A chess prodigy, she is the Mongolian chess player who became the first-ever World Youth Chess Champion and Asian Youth Champion. She won the World Youth Chess Championships in her age and gender category. She holds three Grandmaster (GM) norms, and she is The youngest Mongolian chess player who earned FIDE titles Woman Grandmaster title age of 14th. Also earned the International Master title age of 15th. Nomin-Erdene has a peak FIDE rating of 2490 and has been ranked as high as No. 18 in the world among women. She has represented Mongolian women chess team at the Chess Olympiad and Asian Nations Chess Cup.

==Chess career==
She won the Girls Under-10 section of the 2010 World Youth Chess Championship at Porto Carras. Also, she got a gold medal from Asian Youth Chess Championship in 2010 Beijing, Girls under-10. As a result, she earned the title of Woman FIDE Master (WFM). On 5 January 2015, she earned her third Woman Grandmaster (WGM) norm age of 14y10m. In September 2015 she got International Master (IM) title age of 15. She won several open tournaments. One of the best victories was FE 36 Edoardo Crespi open (2015) Milan Italy. Now she holds three Grandmaster (GM) norms. Nomin-Erdene has a peak FIDE rating of 2490 and has been ranked as high as No. 18 in the world among women. She is the only Mongolian woman chess player to be ranked in the top 20 Women players list.

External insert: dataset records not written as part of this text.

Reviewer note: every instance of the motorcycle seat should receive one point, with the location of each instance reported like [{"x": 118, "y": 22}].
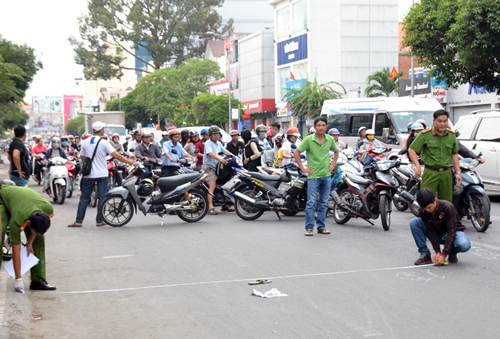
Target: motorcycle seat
[
  {"x": 168, "y": 184},
  {"x": 264, "y": 177},
  {"x": 359, "y": 180}
]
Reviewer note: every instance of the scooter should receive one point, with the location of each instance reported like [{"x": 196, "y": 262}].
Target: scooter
[
  {"x": 179, "y": 195},
  {"x": 58, "y": 179},
  {"x": 367, "y": 198}
]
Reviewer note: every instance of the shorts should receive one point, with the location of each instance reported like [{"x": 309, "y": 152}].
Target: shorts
[{"x": 211, "y": 176}]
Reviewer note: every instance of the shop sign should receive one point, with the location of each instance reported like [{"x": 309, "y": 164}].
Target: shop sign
[{"x": 292, "y": 50}]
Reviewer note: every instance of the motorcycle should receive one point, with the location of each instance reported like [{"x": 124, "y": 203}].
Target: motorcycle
[
  {"x": 39, "y": 168},
  {"x": 178, "y": 195},
  {"x": 58, "y": 179},
  {"x": 367, "y": 198},
  {"x": 256, "y": 193}
]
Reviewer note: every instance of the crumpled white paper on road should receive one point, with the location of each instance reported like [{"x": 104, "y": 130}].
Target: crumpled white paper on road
[{"x": 272, "y": 293}]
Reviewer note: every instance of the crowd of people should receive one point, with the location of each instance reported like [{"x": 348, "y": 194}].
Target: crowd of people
[{"x": 437, "y": 146}]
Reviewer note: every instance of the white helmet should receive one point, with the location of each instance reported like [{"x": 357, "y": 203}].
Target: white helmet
[{"x": 56, "y": 142}]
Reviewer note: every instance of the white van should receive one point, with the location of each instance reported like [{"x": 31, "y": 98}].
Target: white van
[{"x": 392, "y": 114}]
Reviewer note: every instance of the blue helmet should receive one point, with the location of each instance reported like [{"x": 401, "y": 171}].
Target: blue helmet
[
  {"x": 417, "y": 126},
  {"x": 333, "y": 131}
]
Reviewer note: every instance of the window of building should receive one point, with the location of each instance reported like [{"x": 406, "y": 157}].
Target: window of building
[
  {"x": 299, "y": 16},
  {"x": 300, "y": 71},
  {"x": 282, "y": 22},
  {"x": 284, "y": 74},
  {"x": 488, "y": 130},
  {"x": 466, "y": 127}
]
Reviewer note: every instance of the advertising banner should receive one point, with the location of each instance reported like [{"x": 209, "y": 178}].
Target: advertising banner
[{"x": 292, "y": 50}]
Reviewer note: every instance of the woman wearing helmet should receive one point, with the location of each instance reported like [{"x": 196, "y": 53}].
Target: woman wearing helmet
[
  {"x": 335, "y": 134},
  {"x": 362, "y": 135},
  {"x": 370, "y": 142},
  {"x": 292, "y": 136}
]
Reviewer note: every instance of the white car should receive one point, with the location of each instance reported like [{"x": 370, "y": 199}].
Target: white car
[{"x": 479, "y": 131}]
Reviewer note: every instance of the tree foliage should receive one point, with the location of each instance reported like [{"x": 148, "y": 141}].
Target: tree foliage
[
  {"x": 18, "y": 66},
  {"x": 169, "y": 30},
  {"x": 209, "y": 109},
  {"x": 134, "y": 112},
  {"x": 307, "y": 101},
  {"x": 169, "y": 91},
  {"x": 458, "y": 40},
  {"x": 75, "y": 126},
  {"x": 379, "y": 84}
]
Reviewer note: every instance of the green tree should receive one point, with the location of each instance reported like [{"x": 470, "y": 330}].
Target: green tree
[
  {"x": 134, "y": 112},
  {"x": 307, "y": 101},
  {"x": 18, "y": 66},
  {"x": 169, "y": 91},
  {"x": 74, "y": 126},
  {"x": 379, "y": 84},
  {"x": 209, "y": 109},
  {"x": 169, "y": 31},
  {"x": 458, "y": 40}
]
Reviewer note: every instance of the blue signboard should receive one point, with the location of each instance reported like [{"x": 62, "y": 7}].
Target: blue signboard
[
  {"x": 296, "y": 84},
  {"x": 292, "y": 50}
]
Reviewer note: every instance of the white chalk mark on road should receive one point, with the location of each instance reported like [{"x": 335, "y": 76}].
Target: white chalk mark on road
[
  {"x": 118, "y": 256},
  {"x": 248, "y": 279}
]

==National representation==
Nomin-Erdene has played for team Mongolia in the Women's Chess Olympiad, and Asian Nations Chess Cup. She got her first Grandmaster norm from the Hotel Sajam GM event in Novi Sad in February 2016, scoring 7/9.

==Personal life==
Nomin-Erdene began playing chess at the age of 5, only three months later she won her first chess trophy. When she was six years old, she got her first medal from international tournament in 2006 Ulan-Ude (Russia). Nomin-Erdene was awarded Mongolian best child of the year, Ambassador of young talent, Medal of Chinggis, The best cup of a young prodigy among sportsmen of the year after she became the first-ever World Youth Chess Champion, and Asian Youth Chess Champion in 2010.

At a young age, Nomin-Erdene was lauded for her success and saw popularity in Mongolia. She won national medals and held national records The documentary film War of the Mind (Namuun Zet studio) was based on Nomin-Erdene and her family's life. It received an Academy Award in 2012.

Currently, she lives in Hungary. Since 2013 her family moved to Europe.